Master Eckhart – místico osado, colocado como sospechoso por la jerarquía eclesiástica – experimenta y afirma que Dios es ser y ser en el sentido estricto apenas Dios lo es. Para Eckhart, la criatura qua no existe … Así, Dios es totalmente inmanente en la criatura como su propia esencia, aunque totalmente trascendiéndola como el único ser … Apenas la auto-expresión ilimitada de Dios en su eterna Palabra (el Hijo) es su perfecta imagen … La mente … actualiza plenamente esta inmanencia … Antes que presencia, Eckhart habla de identidad … El ser del alma es generado en un eterno ahora con (en la verdad, dentro) de la divina Palabra … en verdad el alma espiritual no prepara más un “lugar” para Dios, pues “Dios es él mismo el lugar donde Él trabaja”[6]. Tuvo muchos seguidores, uno de los más ilustres fue Johannes Tauler. Durante su juventud como monje dominicano, Tauler mantuvo estrecho contacto con el Maestro Eckhart cuya actividad fue intensa en Estrasburgo entre los años 1313 y 1326. La teología mística de Tauler tiene como sostén la mística Eckhartiana centrada en la noción de grunt, la fusión del humano en Dios. Mientras tanto, difiere de él -en menor medida- las exploraciones filosófico-teológicas de las temáticas como la divina naturaleza. Y mantiene cierta originalidad en relación a la mística Eckhartiana por enraizarla en la vida de la Iglesia, sobre todo en su dinámica sacramental. Entendió el seguimiento de Cristo como el proceso que abarca una experiencia mística de abandono por Dios que, aunque extraña a Eckhart, puede ser encontrada en otros místicos medievales, sobre todo, mujeres.
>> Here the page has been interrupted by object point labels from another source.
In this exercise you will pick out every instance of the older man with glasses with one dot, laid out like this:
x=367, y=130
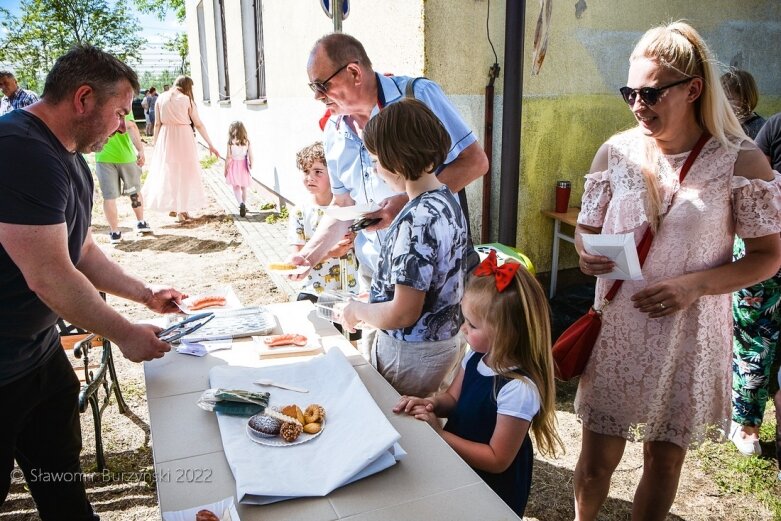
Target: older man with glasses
x=15, y=98
x=342, y=77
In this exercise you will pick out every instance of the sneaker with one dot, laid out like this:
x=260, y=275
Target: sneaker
x=746, y=446
x=143, y=228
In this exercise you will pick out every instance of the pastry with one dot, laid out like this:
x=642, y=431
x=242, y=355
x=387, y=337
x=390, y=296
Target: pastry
x=264, y=425
x=312, y=428
x=290, y=431
x=281, y=266
x=314, y=414
x=285, y=340
x=206, y=515
x=294, y=411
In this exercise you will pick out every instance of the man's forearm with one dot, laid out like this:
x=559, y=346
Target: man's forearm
x=107, y=276
x=470, y=165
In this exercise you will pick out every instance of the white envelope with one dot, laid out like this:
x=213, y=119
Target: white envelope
x=350, y=213
x=621, y=249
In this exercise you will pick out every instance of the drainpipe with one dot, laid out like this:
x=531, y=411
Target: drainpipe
x=488, y=146
x=511, y=120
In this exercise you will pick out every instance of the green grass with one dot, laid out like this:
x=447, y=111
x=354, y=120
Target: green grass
x=736, y=474
x=208, y=162
x=281, y=216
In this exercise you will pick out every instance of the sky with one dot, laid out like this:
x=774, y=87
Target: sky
x=154, y=57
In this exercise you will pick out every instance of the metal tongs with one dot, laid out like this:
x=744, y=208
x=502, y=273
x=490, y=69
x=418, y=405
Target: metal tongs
x=185, y=327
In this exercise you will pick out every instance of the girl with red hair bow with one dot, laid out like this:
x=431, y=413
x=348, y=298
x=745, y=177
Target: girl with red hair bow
x=505, y=384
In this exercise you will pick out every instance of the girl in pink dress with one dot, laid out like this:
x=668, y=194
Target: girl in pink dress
x=238, y=163
x=174, y=183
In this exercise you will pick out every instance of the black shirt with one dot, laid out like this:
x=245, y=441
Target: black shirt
x=41, y=183
x=769, y=140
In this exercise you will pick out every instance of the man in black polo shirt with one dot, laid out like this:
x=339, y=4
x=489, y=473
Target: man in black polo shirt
x=50, y=267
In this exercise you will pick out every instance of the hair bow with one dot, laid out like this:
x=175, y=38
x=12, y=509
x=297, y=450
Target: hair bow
x=504, y=274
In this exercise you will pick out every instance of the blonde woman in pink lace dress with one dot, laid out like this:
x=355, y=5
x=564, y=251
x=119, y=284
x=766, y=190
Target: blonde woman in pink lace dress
x=174, y=183
x=661, y=368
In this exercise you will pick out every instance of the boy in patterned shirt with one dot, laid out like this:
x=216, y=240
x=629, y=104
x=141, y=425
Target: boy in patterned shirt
x=416, y=292
x=325, y=276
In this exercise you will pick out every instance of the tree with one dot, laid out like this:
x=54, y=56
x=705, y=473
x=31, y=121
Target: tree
x=178, y=43
x=161, y=7
x=46, y=29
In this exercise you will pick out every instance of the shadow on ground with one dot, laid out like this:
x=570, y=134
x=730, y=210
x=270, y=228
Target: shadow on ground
x=551, y=498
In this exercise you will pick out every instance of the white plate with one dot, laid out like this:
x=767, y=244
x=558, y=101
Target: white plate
x=350, y=213
x=277, y=441
x=231, y=301
x=220, y=508
x=298, y=270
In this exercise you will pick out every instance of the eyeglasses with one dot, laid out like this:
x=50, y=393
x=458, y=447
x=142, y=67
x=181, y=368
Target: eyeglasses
x=649, y=95
x=322, y=86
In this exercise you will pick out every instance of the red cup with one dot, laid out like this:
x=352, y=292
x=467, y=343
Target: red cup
x=563, y=189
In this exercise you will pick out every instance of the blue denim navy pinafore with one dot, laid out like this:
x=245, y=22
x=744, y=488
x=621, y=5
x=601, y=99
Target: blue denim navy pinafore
x=474, y=419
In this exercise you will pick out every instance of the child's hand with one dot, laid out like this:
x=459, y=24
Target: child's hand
x=389, y=209
x=413, y=405
x=298, y=260
x=431, y=419
x=343, y=246
x=349, y=318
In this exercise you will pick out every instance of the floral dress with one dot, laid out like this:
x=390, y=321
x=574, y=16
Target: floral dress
x=755, y=361
x=669, y=379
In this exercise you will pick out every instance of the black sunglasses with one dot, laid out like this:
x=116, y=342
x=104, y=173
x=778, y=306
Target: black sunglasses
x=185, y=327
x=322, y=86
x=649, y=95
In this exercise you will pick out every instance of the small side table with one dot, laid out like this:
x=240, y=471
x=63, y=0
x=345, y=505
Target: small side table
x=571, y=218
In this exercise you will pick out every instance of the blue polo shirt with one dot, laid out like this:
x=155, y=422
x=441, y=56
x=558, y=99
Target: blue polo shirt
x=349, y=164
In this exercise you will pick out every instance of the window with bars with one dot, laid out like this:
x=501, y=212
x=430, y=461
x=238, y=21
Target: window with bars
x=254, y=63
x=223, y=82
x=202, y=51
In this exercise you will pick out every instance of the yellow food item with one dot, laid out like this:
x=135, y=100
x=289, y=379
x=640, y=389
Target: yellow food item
x=281, y=266
x=290, y=431
x=294, y=411
x=314, y=414
x=312, y=428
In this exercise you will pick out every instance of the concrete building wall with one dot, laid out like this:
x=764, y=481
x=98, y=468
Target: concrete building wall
x=569, y=109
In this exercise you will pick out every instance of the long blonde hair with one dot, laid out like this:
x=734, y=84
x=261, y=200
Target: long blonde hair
x=237, y=133
x=679, y=47
x=185, y=85
x=519, y=322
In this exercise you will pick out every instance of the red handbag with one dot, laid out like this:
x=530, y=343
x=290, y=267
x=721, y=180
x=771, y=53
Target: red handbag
x=573, y=348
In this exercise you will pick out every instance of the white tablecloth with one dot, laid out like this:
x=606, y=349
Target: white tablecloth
x=357, y=440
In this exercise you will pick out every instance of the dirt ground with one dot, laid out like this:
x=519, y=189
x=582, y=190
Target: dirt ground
x=210, y=252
Marguerite Porete fue otra mística a quien Eckhart influenció. Vivió entre la segunda mitad del siglo XIII e inicio del siglo XIV. Perteneció al Movimiento Beguinal, que se desarrolló como alternativa de la vida religiosa laica en Renania y los Países Bajos. La única obra de su autoría que conocemos – El Espejo de las almas simples – es una alegoría mística sobre el camino que condice el alma a la unión perfecta con su Creador y Señor y se estructura como un diálogo en el que los principales interlocutores son el Amor, la Razón y el Alma aniquilada personificada. Su gran tema es el aniquilamiento, descripto como el estado en el que las almas simples adquieren la más plena libertad y el saber más alto … De Dios se recibe más saber del que está contenido en las escrituras, más comprensión de la que está al alcance de la capacidad o del trabajo humano de cualquier criatura. El alma al ser nada, posee todo y no posee nada, ve todo y no ve nada, sabe todo y no sabe nada. Marguerite Porete fue condenada a la hoguera por herejía.
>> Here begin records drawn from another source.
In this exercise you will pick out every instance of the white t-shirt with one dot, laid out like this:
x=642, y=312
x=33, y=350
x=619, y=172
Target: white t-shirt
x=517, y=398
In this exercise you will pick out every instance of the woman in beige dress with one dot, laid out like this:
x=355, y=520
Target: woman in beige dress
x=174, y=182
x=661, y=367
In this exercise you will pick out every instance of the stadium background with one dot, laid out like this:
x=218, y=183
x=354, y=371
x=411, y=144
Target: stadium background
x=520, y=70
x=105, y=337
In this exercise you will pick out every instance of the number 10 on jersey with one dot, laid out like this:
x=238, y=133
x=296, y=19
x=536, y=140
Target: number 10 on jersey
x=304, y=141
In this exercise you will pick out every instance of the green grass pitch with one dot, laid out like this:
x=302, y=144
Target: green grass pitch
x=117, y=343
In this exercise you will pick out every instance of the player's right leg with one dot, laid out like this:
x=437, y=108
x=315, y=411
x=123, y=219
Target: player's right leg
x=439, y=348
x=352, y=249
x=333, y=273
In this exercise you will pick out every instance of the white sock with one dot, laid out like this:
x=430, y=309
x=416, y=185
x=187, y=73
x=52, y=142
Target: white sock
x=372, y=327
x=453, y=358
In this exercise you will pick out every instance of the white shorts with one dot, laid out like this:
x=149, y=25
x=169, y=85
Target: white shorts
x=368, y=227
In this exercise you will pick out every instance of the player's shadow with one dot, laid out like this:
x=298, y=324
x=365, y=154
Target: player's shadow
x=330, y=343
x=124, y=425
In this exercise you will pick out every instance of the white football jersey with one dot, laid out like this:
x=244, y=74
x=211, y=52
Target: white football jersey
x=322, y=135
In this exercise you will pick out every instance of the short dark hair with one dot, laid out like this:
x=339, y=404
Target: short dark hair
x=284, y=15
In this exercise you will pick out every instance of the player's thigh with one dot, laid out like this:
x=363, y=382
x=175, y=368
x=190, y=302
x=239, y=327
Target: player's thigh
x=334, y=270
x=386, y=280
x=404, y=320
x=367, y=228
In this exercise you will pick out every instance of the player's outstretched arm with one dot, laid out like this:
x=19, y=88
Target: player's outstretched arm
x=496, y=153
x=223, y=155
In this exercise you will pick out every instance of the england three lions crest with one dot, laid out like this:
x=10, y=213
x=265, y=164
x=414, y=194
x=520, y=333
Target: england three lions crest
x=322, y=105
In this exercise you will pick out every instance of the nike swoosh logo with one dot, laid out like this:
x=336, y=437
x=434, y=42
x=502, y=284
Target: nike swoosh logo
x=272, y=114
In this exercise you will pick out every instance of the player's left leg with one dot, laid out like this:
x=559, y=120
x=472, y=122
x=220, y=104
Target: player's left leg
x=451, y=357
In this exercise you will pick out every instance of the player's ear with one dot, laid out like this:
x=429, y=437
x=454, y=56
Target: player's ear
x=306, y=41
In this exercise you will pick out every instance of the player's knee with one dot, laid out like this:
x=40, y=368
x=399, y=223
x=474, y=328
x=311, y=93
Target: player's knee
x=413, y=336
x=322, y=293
Hildegard de Bingen inaugura otro tipo de mística, que tiene una frontera muy próxima con la ciencia. Su mística combinaba percepciones sensoriales de diferente especie con un contenido alegórico-teológico intenso y profundo. Sus visiones surgían en plena conciencia despierta, viéndolas a través de sus sentidos espirituales mientras permanecía en posesión de sus sentidos corporales, que también le causaban sufrimiento o agotamiento físico muy profundos cuando ella se negaba o demoraba en colocarlas por escrito. La obra mística de Hildegard se construye a partir de sus visiones: primero, son descriptas y, después, interpretadas. Se trata de visiones cosmológicas en las que se asiste a la Creación y al fin de los tiempos. La ambivalencia propia del símbolo y la polivalencia significativa se estrechan en la interpretación, siempre según la teología cristiana pero, en las descripciones, su intensidad y riqueza permanecen patentes.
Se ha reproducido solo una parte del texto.